Accordingly, it is an object of the invention to provide improved refractory materials and articles with high resistance to molten metals, molten salts, and high temperature corrosive environments, and materials that can be tailored to have desirable thermal and electrical properties for specific process requirements.
The invention is a class of refractory ceramic and composite materials that are used to form refractory articles, or as coatings for refractory articles, comprising nitrides, mixed nitrides and oxides, and oxynitrides of Group IV metals selected from Hf, Zr, and Ti; and nitrides, mixed nitrides and oxides, and oxynitrides of Group III metals selected from Sc, Y, and the lanthanides La through Lu, alone or combined or reacted with the above Group IV (Hf, Zr, Ti) refractory materials. Thus the refractory materials of the invention encompass nitrides, nitride/oxide mixtures, and oxynitrides of the Group IV (Hf, Zr, Ti) metals, and Group III (Sc, Y, and the lanthanides La through Lu) metals, and mixtures and composites thereof. The invention encompasses both stoichiometric and sub-stoichiometric materials. Further, the invention includes the refractory articles formed of, or coated with, these refractory materials.

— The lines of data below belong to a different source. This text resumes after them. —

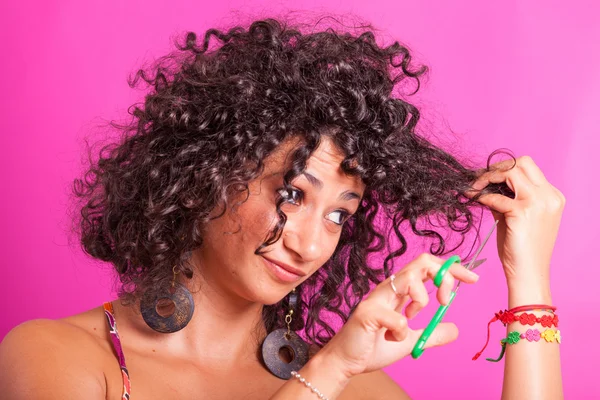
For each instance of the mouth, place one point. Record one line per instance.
(283, 272)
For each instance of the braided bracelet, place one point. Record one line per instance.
(308, 385)
(532, 335)
(508, 316)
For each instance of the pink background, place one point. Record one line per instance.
(518, 74)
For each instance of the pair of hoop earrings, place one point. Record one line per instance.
(278, 342)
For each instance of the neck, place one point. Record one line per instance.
(224, 329)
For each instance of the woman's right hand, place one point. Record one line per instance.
(377, 333)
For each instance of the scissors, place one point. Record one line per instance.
(437, 281)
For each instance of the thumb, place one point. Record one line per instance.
(444, 333)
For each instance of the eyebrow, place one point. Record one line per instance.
(316, 182)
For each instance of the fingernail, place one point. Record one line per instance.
(473, 274)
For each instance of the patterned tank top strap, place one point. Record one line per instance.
(116, 340)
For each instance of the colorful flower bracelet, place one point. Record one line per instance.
(509, 316)
(532, 335)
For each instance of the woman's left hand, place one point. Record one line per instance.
(528, 224)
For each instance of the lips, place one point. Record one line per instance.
(286, 267)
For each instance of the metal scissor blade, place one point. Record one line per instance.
(478, 263)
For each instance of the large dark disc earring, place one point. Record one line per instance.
(285, 341)
(183, 304)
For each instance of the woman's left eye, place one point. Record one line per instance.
(342, 217)
(292, 196)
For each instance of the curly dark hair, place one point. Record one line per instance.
(211, 118)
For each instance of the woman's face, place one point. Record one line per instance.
(323, 198)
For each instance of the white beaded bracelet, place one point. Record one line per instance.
(308, 385)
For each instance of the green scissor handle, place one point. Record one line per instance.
(437, 318)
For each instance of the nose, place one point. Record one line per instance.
(304, 237)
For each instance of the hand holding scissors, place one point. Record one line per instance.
(439, 315)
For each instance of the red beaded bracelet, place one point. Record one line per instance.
(508, 316)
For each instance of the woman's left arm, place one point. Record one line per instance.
(527, 230)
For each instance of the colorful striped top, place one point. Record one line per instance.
(116, 340)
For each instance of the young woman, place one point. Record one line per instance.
(239, 210)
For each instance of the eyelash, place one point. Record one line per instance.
(283, 193)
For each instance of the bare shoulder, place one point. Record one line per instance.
(376, 385)
(50, 359)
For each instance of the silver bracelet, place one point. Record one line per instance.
(308, 385)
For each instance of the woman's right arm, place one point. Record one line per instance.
(46, 359)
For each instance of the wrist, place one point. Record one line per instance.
(324, 372)
(523, 294)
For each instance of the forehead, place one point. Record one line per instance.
(324, 163)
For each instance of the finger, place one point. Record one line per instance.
(393, 321)
(409, 286)
(532, 171)
(444, 333)
(516, 180)
(498, 203)
(419, 301)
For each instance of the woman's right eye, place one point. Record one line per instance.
(292, 196)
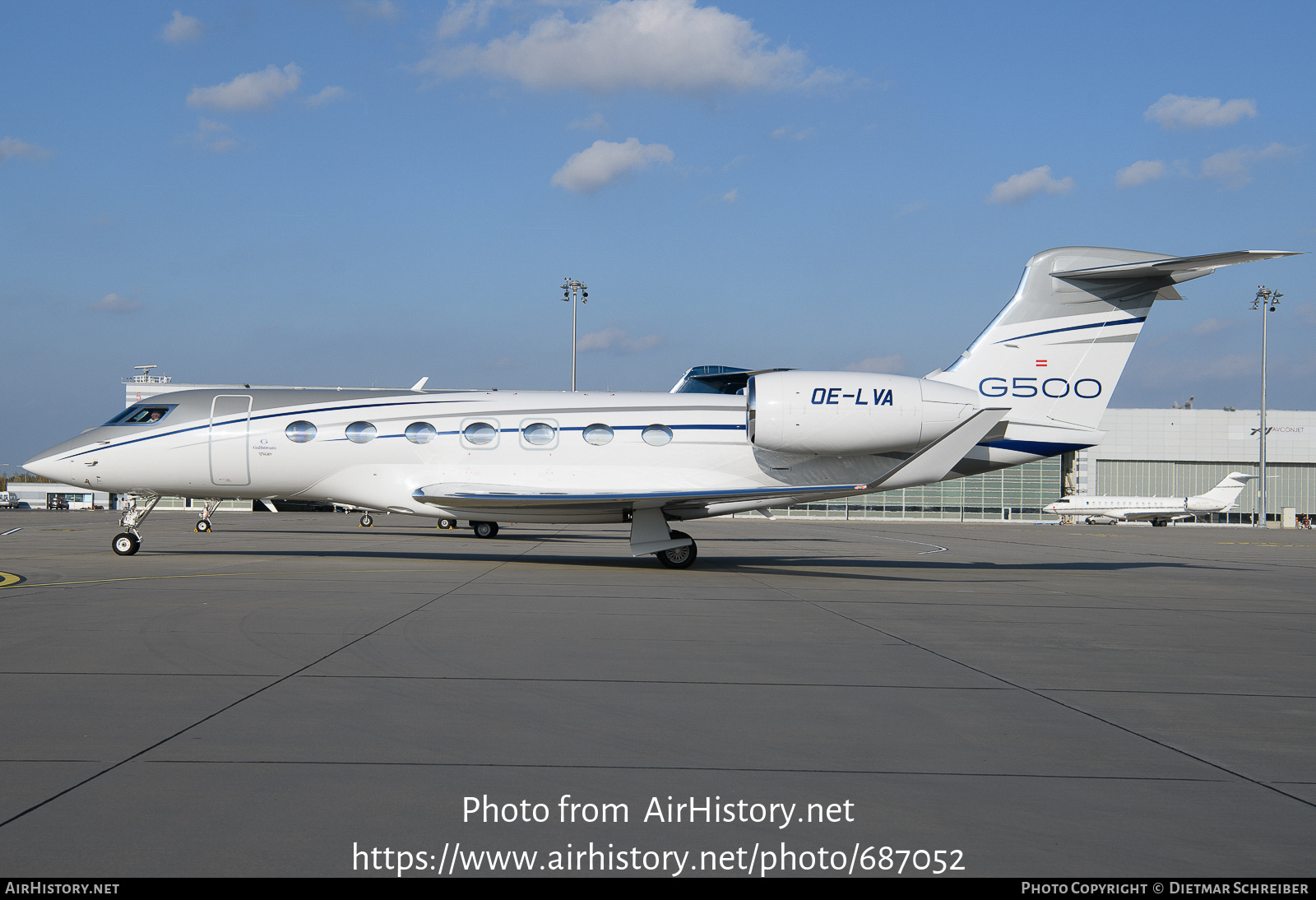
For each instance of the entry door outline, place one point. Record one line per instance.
(229, 463)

In particular the invention is directed to articles comprising containment vessels, particularly crucibles and molds, and also spray nozzles. Also in particular the invention is directed to articles made of the nitrides of hafnium (Hf), including pure nitrides, mixed nitrides and oxides, and oxynitrides. The Hf nitride materials may also be combined with or reacted with the nitrides of the Group III metals (Sc, Y, and the lanthanides La through Lu), including pure nitrides, mixed nitrides and oxides, and oxynitrides. The articles may be made entirely of these materials, or these materials may form an external coating on an internal body formed of metal, ceramic, or graphite.